That being said, Deep Space Nine being different was essential. There was no point in doing it if it was just going to continue from TNG. It was grittier and riskier. It showed that human beings (and the Federation), while trying to do what’s right, still was not perfect. The Dominion War was a great story overall. It gave us an opportunity to see how the Federation deals with war, as opposed to just hearing about it after the fact. I also think Deep Space Nine worked much better because there seemed to me more people with varying ideas involved. You had Rick Berman and Michael Piller who tried to keep Roddenberry’s vision intact. And you had Ronald Moore and Ira Steven Behr who brought in a fresh, new approach. The result was a great show that had new themes and stories we haven’t seen before within the Star Trek universe we enjoyed up to that point. It proved to be a good combination. You also had a much larger crop of writers which added variety.

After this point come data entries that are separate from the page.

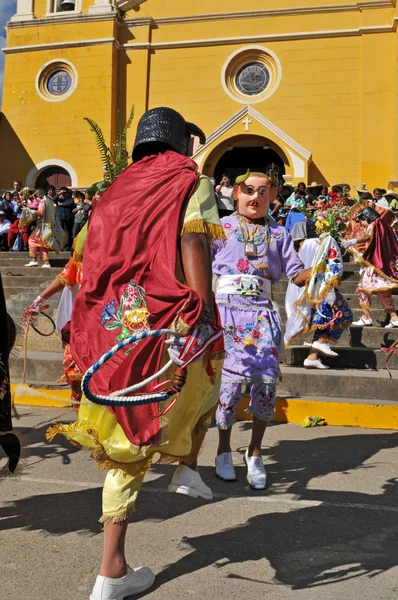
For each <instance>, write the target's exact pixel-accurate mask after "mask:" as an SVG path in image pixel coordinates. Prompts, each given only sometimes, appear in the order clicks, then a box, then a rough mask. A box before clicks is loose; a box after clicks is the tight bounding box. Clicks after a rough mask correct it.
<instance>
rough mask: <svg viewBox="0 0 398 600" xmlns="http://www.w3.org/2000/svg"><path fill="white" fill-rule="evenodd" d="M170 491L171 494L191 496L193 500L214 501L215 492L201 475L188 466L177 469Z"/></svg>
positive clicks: (174, 473)
mask: <svg viewBox="0 0 398 600" xmlns="http://www.w3.org/2000/svg"><path fill="white" fill-rule="evenodd" d="M168 489H169V492H174V493H175V494H182V495H183V496H191V498H203V499H204V500H213V492H212V491H211V489H210V488H209V487H208V486H207V485H206V484H205V483H204V481H203V480H202V478H201V476H200V475H199V473H198V472H197V471H194V469H190V468H189V467H187V466H186V465H179V466H178V467H177V469H176V471H175V473H174V475H173V479H172V480H171V483H170V485H169V488H168Z"/></svg>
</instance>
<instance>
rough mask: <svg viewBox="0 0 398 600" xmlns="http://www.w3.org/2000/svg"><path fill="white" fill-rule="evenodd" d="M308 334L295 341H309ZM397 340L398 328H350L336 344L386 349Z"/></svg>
mask: <svg viewBox="0 0 398 600" xmlns="http://www.w3.org/2000/svg"><path fill="white" fill-rule="evenodd" d="M311 339H312V338H311V335H310V334H308V335H307V336H304V337H303V338H301V339H299V340H297V341H296V344H299V343H300V342H301V341H302V342H303V343H304V340H307V341H309V340H311ZM397 339H398V328H394V329H385V328H384V327H375V326H372V327H350V328H349V329H347V330H346V331H344V333H343V335H342V336H341V338H340V339H339V340H338V342H337V347H339V346H352V347H366V348H381V347H382V346H384V347H386V348H388V347H390V346H391V345H392V344H393V343H394V342H395V341H396V340H397Z"/></svg>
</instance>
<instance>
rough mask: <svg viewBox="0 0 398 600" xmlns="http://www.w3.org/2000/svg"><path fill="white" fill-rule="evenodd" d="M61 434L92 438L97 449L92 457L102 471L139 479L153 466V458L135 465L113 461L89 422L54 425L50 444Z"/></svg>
mask: <svg viewBox="0 0 398 600" xmlns="http://www.w3.org/2000/svg"><path fill="white" fill-rule="evenodd" d="M59 433H61V434H62V435H64V436H65V437H67V438H68V439H69V435H68V434H72V435H76V434H80V435H88V436H89V437H91V439H92V440H93V441H94V443H95V448H94V450H92V452H91V456H92V458H93V459H94V461H95V463H96V465H97V467H98V469H99V470H100V471H110V470H112V469H118V470H120V471H122V472H123V473H125V474H126V475H130V476H131V477H137V476H140V475H145V473H146V472H147V470H148V469H149V468H150V466H151V464H152V456H150V457H148V458H144V459H142V460H140V461H138V462H133V463H121V462H118V461H115V460H113V459H112V458H110V457H109V456H108V455H107V453H106V451H105V448H104V446H103V445H102V444H101V443H100V441H99V439H98V434H97V432H96V429H95V428H94V427H93V426H92V425H90V423H88V422H87V421H75V422H74V423H71V424H70V425H64V424H62V423H58V425H54V426H53V427H49V428H48V429H47V433H46V438H47V440H48V441H49V442H52V441H53V439H54V437H55V436H56V435H58V434H59ZM69 441H70V442H71V443H72V444H73V445H74V446H79V447H80V448H83V446H82V445H81V444H79V442H76V441H75V440H71V439H69Z"/></svg>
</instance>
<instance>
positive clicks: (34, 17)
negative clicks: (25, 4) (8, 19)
mask: <svg viewBox="0 0 398 600" xmlns="http://www.w3.org/2000/svg"><path fill="white" fill-rule="evenodd" d="M34 20H35V16H34V14H33V13H25V14H24V15H18V14H16V15H13V16H12V17H11V19H10V21H9V23H8V25H7V26H8V27H9V26H10V24H13V23H16V24H18V23H24V22H25V21H34ZM32 25H33V23H32Z"/></svg>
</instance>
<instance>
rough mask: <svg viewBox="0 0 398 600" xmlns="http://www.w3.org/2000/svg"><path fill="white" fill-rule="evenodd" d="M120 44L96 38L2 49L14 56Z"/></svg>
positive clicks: (116, 40) (5, 48)
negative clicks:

I do agree with some posters that the Ferengi episodes in general were not my favorite. But I tend to look at those as no one is perfect. No matter how good the show, there are going to be some clunkers.

46. Jai:

loved those dialogues too. Well, you can replace the word “Federation” for “Star Trek” in the entire episode and see what they mean.

“Way of the Warrior” was meant to revamp the series, inviting new viewers several times, in short, it was saying “Star Trek bubbly and cloying and happy, but you watch it too much, you´ll begin to like it”.

Earlier in the same episode, Dax was celebrating the joys of “imagination” and “make believe”.

It was a big recruitment episode, and it worked.

To me what they tried to do with DS9 was what was done with Babylon 5. B5 was a 5 year serial and they tried to make DS9 a bit like that. It did work to a point and DS9 was a great series.